治療完了後、しばらくの間は治療した咬合が後戻りし、元の状態へもどらないようにするため、保定装置(リテーナ)を装着します。定期的に調整・診査をおこないます。
・通常のリテーナ(写真上)
・透明で目立たないソフトリテーナ(写真下)
保定期間中は口唇・舌の正しい使い方を習得して後戻りを防ぎ、正しい歯みがき方法を知って歯周組織の健康を図ります。
保定により歯、顎を安定した状態へもってゆきます。

経過観察 定期的

永くきれいな歯ならびを保ち、いつまでも健康的でいられるよう、継続的な観察を行い、定期検診を行います。

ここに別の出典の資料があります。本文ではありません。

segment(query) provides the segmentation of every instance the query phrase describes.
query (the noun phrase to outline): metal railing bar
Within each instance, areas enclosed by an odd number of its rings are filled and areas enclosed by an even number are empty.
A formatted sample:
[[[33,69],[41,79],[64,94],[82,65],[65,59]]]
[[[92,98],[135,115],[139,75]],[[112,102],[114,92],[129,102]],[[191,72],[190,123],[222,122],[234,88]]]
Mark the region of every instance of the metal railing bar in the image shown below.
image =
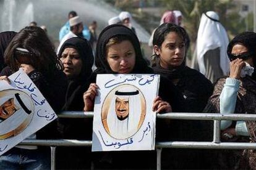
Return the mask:
[[[55,158],[56,158],[56,147],[51,147],[51,170],[54,170],[56,168],[55,165]]]
[[[255,149],[256,143],[212,142],[156,142],[156,147],[204,149]]]
[[[220,143],[220,121],[213,121],[213,142]]]
[[[26,139],[20,142],[20,144],[54,147],[91,147],[92,142],[90,140],[65,139]],[[256,143],[221,142],[220,144],[216,144],[213,142],[156,142],[156,148],[256,149]]]
[[[63,111],[58,114],[59,118],[93,118],[93,111]],[[197,113],[167,113],[157,114],[157,118],[194,120],[256,120],[255,114],[221,114]]]
[[[161,148],[156,148],[156,169],[161,169],[161,156],[162,153]]]

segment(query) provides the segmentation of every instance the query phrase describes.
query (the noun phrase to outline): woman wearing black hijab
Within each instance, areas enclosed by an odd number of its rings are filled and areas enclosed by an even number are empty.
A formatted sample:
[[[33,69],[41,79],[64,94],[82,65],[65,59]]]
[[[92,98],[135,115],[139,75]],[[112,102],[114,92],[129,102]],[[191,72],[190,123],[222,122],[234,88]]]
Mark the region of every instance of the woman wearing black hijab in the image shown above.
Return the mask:
[[[88,87],[92,73],[93,55],[88,41],[75,37],[66,41],[58,57],[62,62],[64,73],[68,79],[66,102],[62,110],[81,111],[83,108],[83,94]],[[62,139],[92,140],[92,119],[59,119],[58,130]],[[59,148],[58,169],[87,169],[90,167],[89,147]],[[67,155],[66,153],[69,153]],[[86,153],[87,158],[84,158]],[[72,163],[70,163],[72,162]]]
[[[8,44],[16,34],[17,33],[14,31],[0,33],[0,72],[5,67],[4,60],[4,52],[8,46]]]
[[[255,114],[256,33],[239,34],[228,44],[227,52],[229,76],[217,81],[205,111]],[[223,141],[256,142],[255,121],[221,121],[221,130]],[[218,169],[256,169],[255,150],[224,150],[218,153]]]
[[[130,29],[123,25],[111,25],[102,31],[98,39],[95,55],[97,70],[93,73],[92,83],[95,83],[97,74],[153,74],[153,70],[148,67],[143,58],[137,36]],[[85,111],[93,109],[97,87],[96,84],[92,83],[85,92]],[[160,78],[159,96],[153,101],[153,110],[156,113],[171,112],[172,110],[182,111],[186,108],[181,94],[171,82],[162,77]],[[169,122],[165,121],[157,120],[157,140],[166,140],[170,136],[166,132]],[[155,168],[156,164],[154,152],[118,152],[105,154],[111,155],[98,158],[100,163],[104,161],[105,164],[102,164],[103,168],[149,169],[154,166]],[[106,166],[108,163],[109,166]],[[97,163],[95,166],[101,165]]]
[[[69,52],[68,49],[76,51]],[[80,111],[83,108],[81,100],[88,88],[88,80],[92,73],[93,55],[88,41],[74,37],[67,39],[61,46],[58,54],[64,65],[63,71],[67,75],[69,86],[66,95],[64,110]]]
[[[111,63],[113,63],[111,61],[116,60],[114,59],[111,60],[111,59],[108,57],[107,52],[109,48],[111,46],[118,45],[126,41],[130,42],[134,49],[134,63],[132,64],[130,64],[130,63],[126,63],[124,66],[122,65],[122,63],[119,63],[119,65],[118,64],[114,65],[116,63],[111,64]],[[100,34],[96,49],[95,65],[97,69],[93,73],[91,83],[95,83],[97,74],[153,73],[153,70],[148,66],[147,62],[142,56],[140,42],[137,36],[134,32],[130,31],[130,29],[118,24],[109,25]],[[117,67],[114,68],[114,67]],[[166,84],[169,85],[168,91],[166,90],[166,86],[164,86]],[[96,89],[96,87],[95,84],[91,84],[88,91],[83,95],[85,103],[84,110],[85,111],[93,109],[93,101],[92,100],[94,100],[96,94],[94,92]],[[160,78],[159,96],[163,100],[171,104],[173,111],[185,110],[184,100],[181,94],[171,82],[162,77]],[[90,99],[93,100],[87,100]]]
[[[153,36],[155,55],[151,60],[151,66],[155,73],[167,78],[182,92],[187,107],[187,112],[202,113],[212,94],[213,86],[200,72],[186,66],[186,33],[182,27],[171,23],[161,25]],[[172,124],[173,128],[171,128],[173,130],[172,140],[207,140],[208,137],[205,137],[203,132],[205,129],[208,128],[208,123],[175,120]],[[204,156],[202,156],[200,153],[197,153],[198,150],[172,150],[173,155],[169,155],[174,158],[169,158],[175,161],[172,168],[204,168],[202,165],[204,161],[202,159]],[[172,162],[170,161],[169,163]]]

※矯正治療は、口腔内の健康状態を継続的に観察することが重要です。保定後でも歯は動きます。とくに指しゃぶり、舌、唇などの癖などが治らない場合、歯が大きく動き、再治療が必要になります。そうならないためにも経過観察は重要なのです。
治療後1年、2年、5年の経過を検診いたします。